Metabolic transformations of drugs and xenobiotics are catalyzed largely, though certainly not exclusively, by a group of detoxication enzymes. Examples of such enzymes include the cytochromes P-450 and lavin, containing monooxygenases, reductases and dehydrogenases, hydrolases, including esterases and epoxide hydrolase, and a variety of transferases, such as glutathione S-transferase, UDP-glucuronyltransferase, and sulfotransferases. The participation of enzymes other than detoxication enzymes in drug metabolism is also common, because many therapeutic agents are structural mimics of endogenous compounds and are, therefore, substrates for specific enzymes normally associated with “natural” substances. Species to species differences in drug metabolism and xenobiotic metabolizing enzymes are well documented. Genetic polymorphism of, for example, human detoxication enzymes can give rise to tremendous differences in metabolism.

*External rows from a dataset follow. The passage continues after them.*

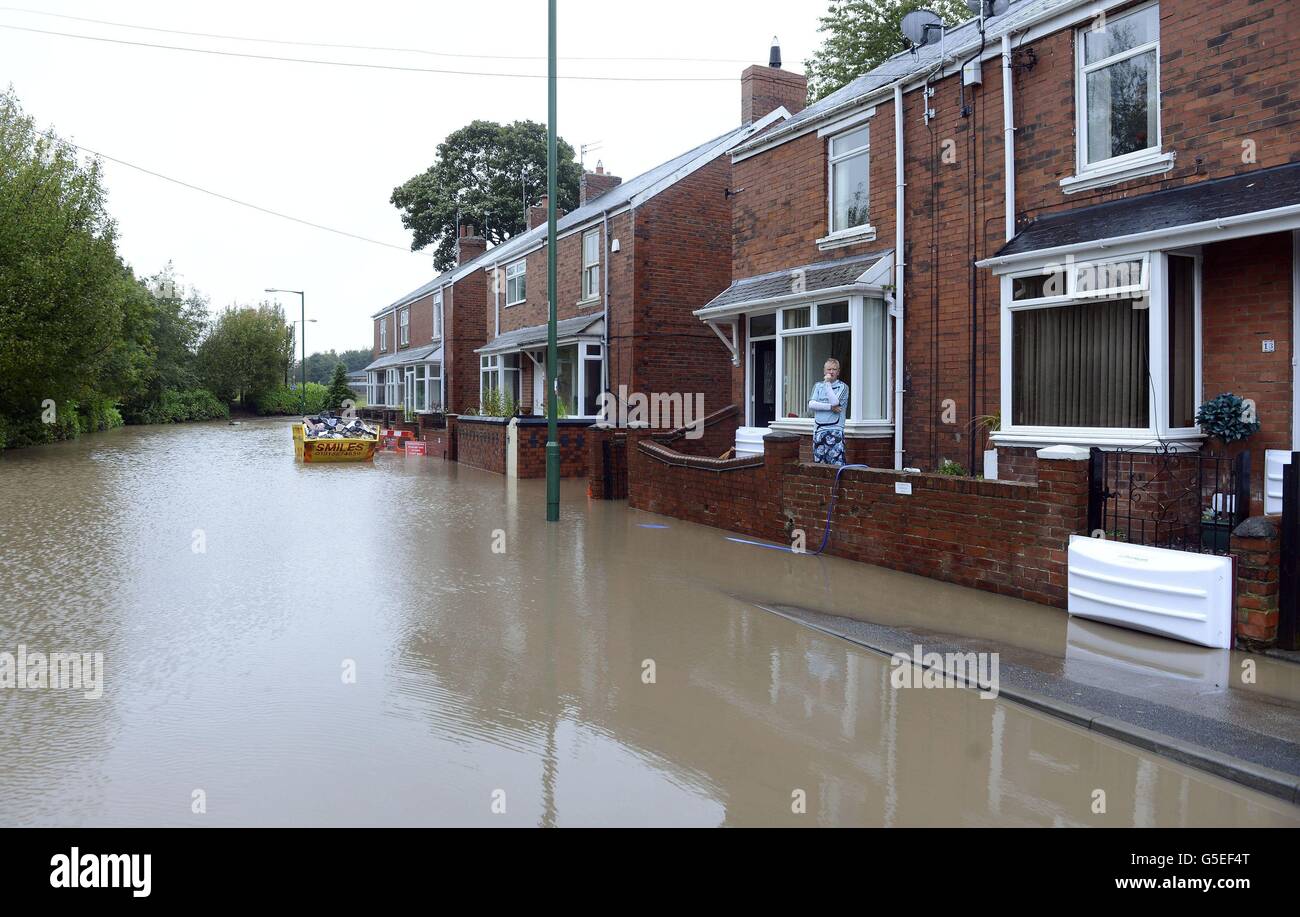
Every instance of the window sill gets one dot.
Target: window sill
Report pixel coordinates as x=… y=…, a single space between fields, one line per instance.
x=1114 y=174
x=1039 y=437
x=846 y=237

Kinetic analysis is the single most useful tool for establishing the catalytic behavior of detoxication enzymes. For multiple substrate reactions, the order of addition of substrates and release of products can give a vague notion of the mutual orientation of the substrates or products in the active site. Conventional initial velocity steady-state kinetic measurements, along with substrate, product, and dead-end inhibition can be used to determine the kinetic mechanism. The study of oxidative transformations dominates the field of drug and xenobiotic metabolism. The central role and versatile catalytic nature of the cytochromes P-450 continues to attract enormous interest. Interesting and informative observations on the stereochemistry of cytochrome P-450-catalyzed oxidations continue to be made with enzymes from species other than man. Knowledge of metabolism has contributed significantly to the discovery of new drugs, to the design of drugs with altered metabolic and pharmacokinetic profiles, and particularly to the development of prodrugs. This knowledge includes active metabolic studies and alteration–metabolic profiles. The formation of an active species from a precursor may involve a number of enzymic transformations. Though such conversion is not particularly efficient and extrapolation of results to humans is difficult, it may prove to be an informative example of the complexities that can be encountered in the metabolic activation of a prodrug.